Sejarah Sebagai Ilmu Tertua

Pendahuluan
Manusia sebagai homo sapiens mempunyai potensi untuk menyimpan pengalamannya di dalam memorinya (ingatan), dan sewaktu-waktu diharapkan sanggup di produksi (dikeluarkan) baik dalam angan-angannya maupun dalam bentuk cerita. Bahasa dan kemudian goresan pena memungkinkan dongeng disampaikan kepada orang lain, dan hasilnya terakumulasi menjadi suatu kebudayaan. Tradisi, lembaga-lembaga budaya, dan sejarah merupakan suatu sarana sosialisasi kebudayaan kepada generasi penerus. 

Bagi suatu kelompok, pengalaman kolektif yang terhimpun dalam suatu kebudayaan merupakan landasan untuk memilih identitasnya. Identitas seseorang dikembalikan ke asal-usulnya dan keluarga besarnya. Begitu juga identitas suatu bangsa dikembalikan kepada pengalaman bersama di masa lampau. Bahkan dalam penulisan sejarah sering melacak hingga ke masa mitologi. Pencakupan mitos dalam sejarah sanggup dipahami alasannya ialah fatwa sejarah sangat erat hubungannya dengan pandangan hidup. Bagi bangsa-bangsa kuno, mitos-mitos juga merupakan realitas yang tidak ada bedanya dengan sejarah (Sartono, 1993: 58-60):

Pengertian Asal Kata
Sebelum pengertian sejarah sebagai suatu disiplin ilmu berkembang di Indonesia, kata sejarah sudah usang dikenal. Kata sejarah berasal dari bahasa Arab “syajaratun” yang artinya “pohon” atau “keturunan” atau “asal-usul”, yang kemudian sebagai kata dalam bahasa Melayu “syajarah” dan hasilnya menjadi kata “sejarah” dalam bahasa Indonesia (Widja, 1988: 6). 

Disini “pohon” mengandung pengertian suatu percabangan genealogis dari suatu kelompok yang kalau dibentuk bagannya mirip profil pohon yang ke atas penuh dengan cabang-cabang dan ranting-ranting; ke bawah juga menggambarkan percabangan dari akar-akar, dari akar yang lebih besar hingga ke akar-akar rambutnya. 

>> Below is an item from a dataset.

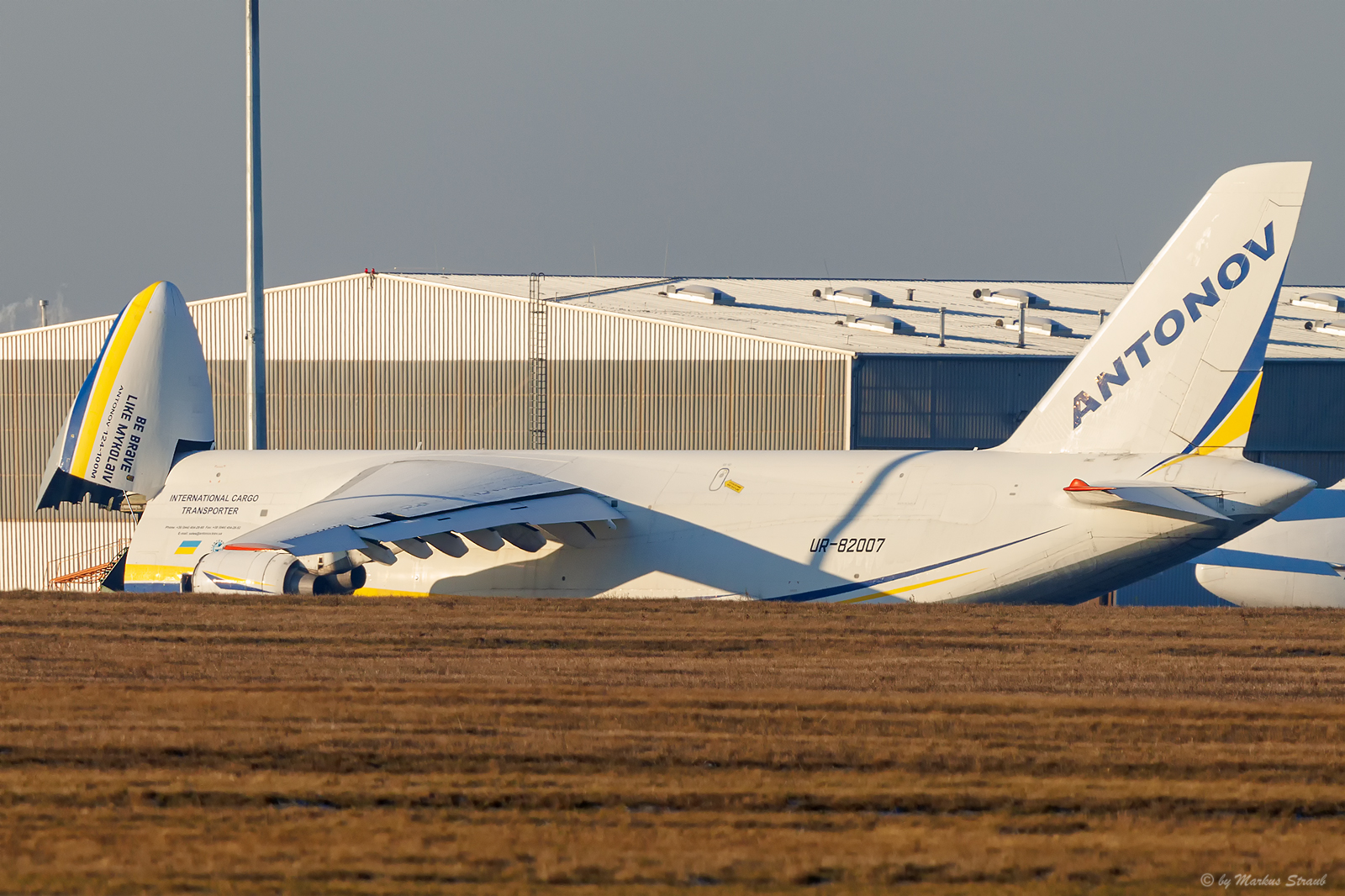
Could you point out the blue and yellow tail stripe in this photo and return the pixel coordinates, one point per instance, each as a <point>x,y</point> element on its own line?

Memang kata syajarah dimaksudkan sebagai citra silsilah/keturunan. Tidak mengherankan bila historiografi tradisional kebanyakan pada dasarnya ialah goresan pena asal-usul keturunan (silsilah) yang dibumbui dengan citra yang bersifat religio-magis, sesuai dengan alam pikiran masyarakat pada waktu itu. Kata-kata bahasa kawasan yang sering digunakan untuk menggambarkan silsilah/asal-usul ialah kisah, hikayat, tarih, tambo, dan riwayat. Kata-kata babad, kidung, pamancangah juga mengandung unsur silsilah meskipun sering dirangkai dengan citra kejadian/peristiwa. 

Sesuai dengan makna syajaratun maka penulisan sejarah lebih menekankan peranan orang-orang besar mirip penguasa (raja), sehingga penulisan sejarah seringkali bersifat istana sentris. Penulisah semacam ini juga terjadi di Barat dalam bentuk mitologi, namun Barat telah memasuki suatu babak gres dengan dikenalnya “istoria” (bahasa Yunani, berarti sejarah). 

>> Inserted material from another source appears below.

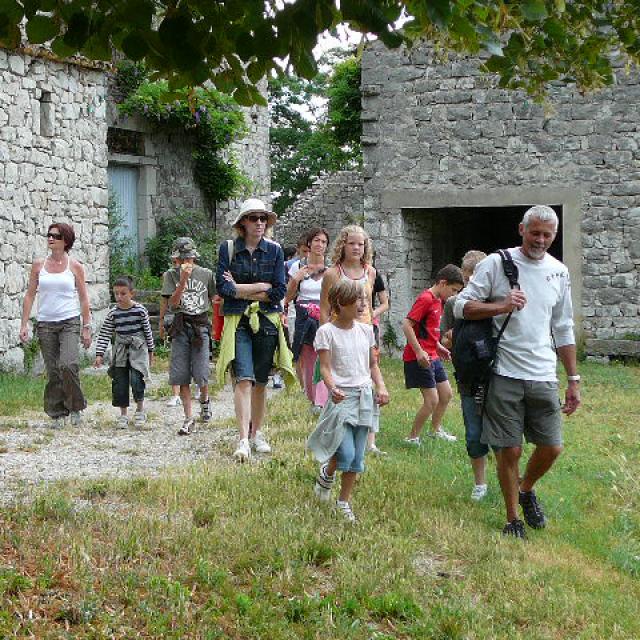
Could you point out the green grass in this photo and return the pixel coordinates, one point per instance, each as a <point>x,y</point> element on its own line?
<point>225,551</point>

Sejarah merupakan disiplin ilmu tertua di Barat, alasannya ialah istoria mengandung pengertian ilmu, yaitu “belajar dengan cara bertanya-tanya”. Aristoteles mengartikan istoria dengan “penelitian”, yaitu suatu penelaahan sistematis mengenai seperangkat tanda-tanda alam. Pada waktu itu Aristoteles menulis buku ihwal taksonomi flora yang diberinama istoria. Tidak heran bila di Belanda masih terpakai juga istilah natuurlijke historie (sejarah alam, terutama biologi) (Sartono, 1993: 60; Widja, 1988: 7). Pada waktu itu belum ada perjuangan membatasi pengertian istoria bagi tanda-tanda yang menyangkut kehidupan insan saja, tetapi meliputi tanda-tanda alam secara keseluruhan. Baru pada perkembangan kemudianlah muncul dua istilah, yaitu “scientia” yang lebih mengkhususkan pada penelaahan sistematis yang sifatnya non-kronologis atas tanda-tanda alam; sedangkan kata “istoria” lebih dikhususkan bagi penelaahan sistematis yang bersifat kronologis atas tanda-tanda yang menyangkut kehidupan manusia. 

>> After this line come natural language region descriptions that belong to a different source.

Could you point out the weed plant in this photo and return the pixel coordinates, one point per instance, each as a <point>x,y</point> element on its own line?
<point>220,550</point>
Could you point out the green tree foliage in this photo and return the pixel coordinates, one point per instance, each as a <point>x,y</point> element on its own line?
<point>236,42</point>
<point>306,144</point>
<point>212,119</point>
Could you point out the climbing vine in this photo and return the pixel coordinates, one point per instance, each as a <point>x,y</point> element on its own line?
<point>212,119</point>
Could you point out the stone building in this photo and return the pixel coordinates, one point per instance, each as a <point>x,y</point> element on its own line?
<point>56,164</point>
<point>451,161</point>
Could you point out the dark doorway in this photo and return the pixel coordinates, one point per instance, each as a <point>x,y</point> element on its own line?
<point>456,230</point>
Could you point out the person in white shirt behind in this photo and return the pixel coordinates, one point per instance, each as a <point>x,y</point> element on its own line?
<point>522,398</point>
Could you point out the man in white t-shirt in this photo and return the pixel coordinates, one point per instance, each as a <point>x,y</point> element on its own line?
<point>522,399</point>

Perbedaan asal kata “sejarah” dan “istoria” (bahasa Inggris, history) memperlihatkan perbedaan watak/isi tradisi kesejarahan di Indonesia dan di Barat. Di Barat, dari semula pengertian history sudah menunjuk pada keilmuan, walaupun masih diharapkan perkembangan yang cukup usang supaya benar-benar menjadi suatu disiplin keilmuan dalam pengertian “sejarah kritis”. 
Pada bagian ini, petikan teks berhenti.